If the peak finding step works you should get many .txt
files which summarize the identified peaks. It could be there are errors that are caught by tryCatch
. Can you change the line 639 from:
bar <- tryCatch(do_arm_gistic(a,tumor_type,d,tc,mode='overlap'),error=errorfunc)
to:
bar <- do_arm_gistic(a,tumor_type,d,tc,mode='overlap')
and see if you get any error when running the for loop at line 635? If not, try to do the same with lines 616 and 617 and run it again. This might help to see where the error is.

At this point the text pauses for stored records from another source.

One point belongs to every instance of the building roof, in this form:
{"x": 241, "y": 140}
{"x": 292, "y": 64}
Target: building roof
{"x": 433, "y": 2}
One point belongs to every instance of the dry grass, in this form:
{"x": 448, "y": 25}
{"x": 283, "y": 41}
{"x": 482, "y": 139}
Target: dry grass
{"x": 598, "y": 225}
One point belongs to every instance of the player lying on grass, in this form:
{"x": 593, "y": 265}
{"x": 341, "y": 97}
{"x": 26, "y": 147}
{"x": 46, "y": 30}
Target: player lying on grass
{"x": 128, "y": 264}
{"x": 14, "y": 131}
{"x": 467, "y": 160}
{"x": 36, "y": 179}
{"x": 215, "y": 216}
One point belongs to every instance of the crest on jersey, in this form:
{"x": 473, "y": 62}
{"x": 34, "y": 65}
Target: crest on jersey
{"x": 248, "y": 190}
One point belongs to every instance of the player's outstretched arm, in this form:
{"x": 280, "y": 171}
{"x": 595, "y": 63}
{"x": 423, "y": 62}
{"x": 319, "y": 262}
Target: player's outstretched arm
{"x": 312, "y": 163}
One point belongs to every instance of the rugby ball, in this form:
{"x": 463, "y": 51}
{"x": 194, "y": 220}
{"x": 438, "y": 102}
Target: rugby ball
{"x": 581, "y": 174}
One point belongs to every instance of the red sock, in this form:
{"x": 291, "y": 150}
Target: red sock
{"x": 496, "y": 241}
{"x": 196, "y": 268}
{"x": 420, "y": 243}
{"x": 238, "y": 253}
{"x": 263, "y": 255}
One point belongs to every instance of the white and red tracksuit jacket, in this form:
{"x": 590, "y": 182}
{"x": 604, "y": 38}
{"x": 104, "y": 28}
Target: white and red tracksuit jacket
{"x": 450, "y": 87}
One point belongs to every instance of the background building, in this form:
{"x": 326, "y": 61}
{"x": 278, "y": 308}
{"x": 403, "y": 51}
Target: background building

So, I changed the line 639 as you suggested and got this error -
[1] 8
[1][1][1] "13 Cancer amp cent"
"2q Cancer amp cent" "1q Cancer amp cent"
[1][1][1][1][1] "21 Cancer amp cent" "15 Cancer amp cent" "22 Cancer amp cent" "3q Cancer amp cent"
"14 Cancer amp cent"
[1] "one-sample ks p-value is 0.00466200466200217, ks stat is 0.833333333333333"
[1][1][1][1] "4q Cancer amp cent" "5q Cancer amp cent"[1] "6q Cancer amp cent"
"8q Cancer amp cent"
"9q Cancer amp cent"
[1] "11q Cancer amp cent"
[1] "10q Cancer amp cent"
[1][1][1] "19q Cancer amp cent" "12q Cancer amp cent" "17q Cancer amp cent"
[1] "16q Cancer amp cent"
[1] "20q Cancer amp cent"
[1] "original peak 0.970035372074872"
[1] "7q Cancer amp cent"
[1] "18q Cancer amp cent"
Error in { : task 1 failed - "$ operator is invalid for atomic vectors"
Calls: %dopar% -> <Anonymous>
Execution halted
I think the parallel for loop is masking the informative error message. Can you change line 635 from:
foreach(i=1:length(all_arms)) %dopar% {
to:
for(i in 1:length(all_arms)) {
and re-run it?
It gives you the following error
Error in tabprobes$Var1 : $ operator is invalid for atomic vectors
Calls: do_arm_gistic
In addition: Warning messages:
1: In ifelse(is.na(as.integer(arm)), as.integer(substr(arm, 1, nchar(arm) - :
NAs introduced by coercion
2: In ifelse(is.na(as.integer(arm)), substr(arm, nchar(arm), nchar(arm) + :
NAs introduced by coercion
Execution halted
I tried to print this -
tabprobes <- tablify(probes,chromosome,pq,telcent,F)
print (tabprobes)
It gives you the following result
integer(0)
Okay thank you for trying. I don't think the error we are looking for is the one above. I need to take a closer look at this, do you want to meet over zoom?
Here is my email abhijit@lji.org, we can talk more about that.
Hi Abhijit,
I think I found the problem, it's so silly! It's the print statement at line 594 print(left_boundary, right_boundary)
which for some reason gives error in the latest version of R! I had to upgrade to R 4.3.1 to be able to reproduce the error, it was fine with the R version I had tested BISCUT with and recommended to use. I just made a quick fix by commenting that line out. Please pull and let me know if the error is resolved on TCGA data. If it worked on TCGA data but failed on your data, you can open another issue. Thank you for your help and patience.
Hi,
Thanks for developing this tool. How did you generate the SNP6_hg19_chromosome_locs_200605.txt file? Is there any script? Could you please explain the columns of the file? especially for chrX with so few columns?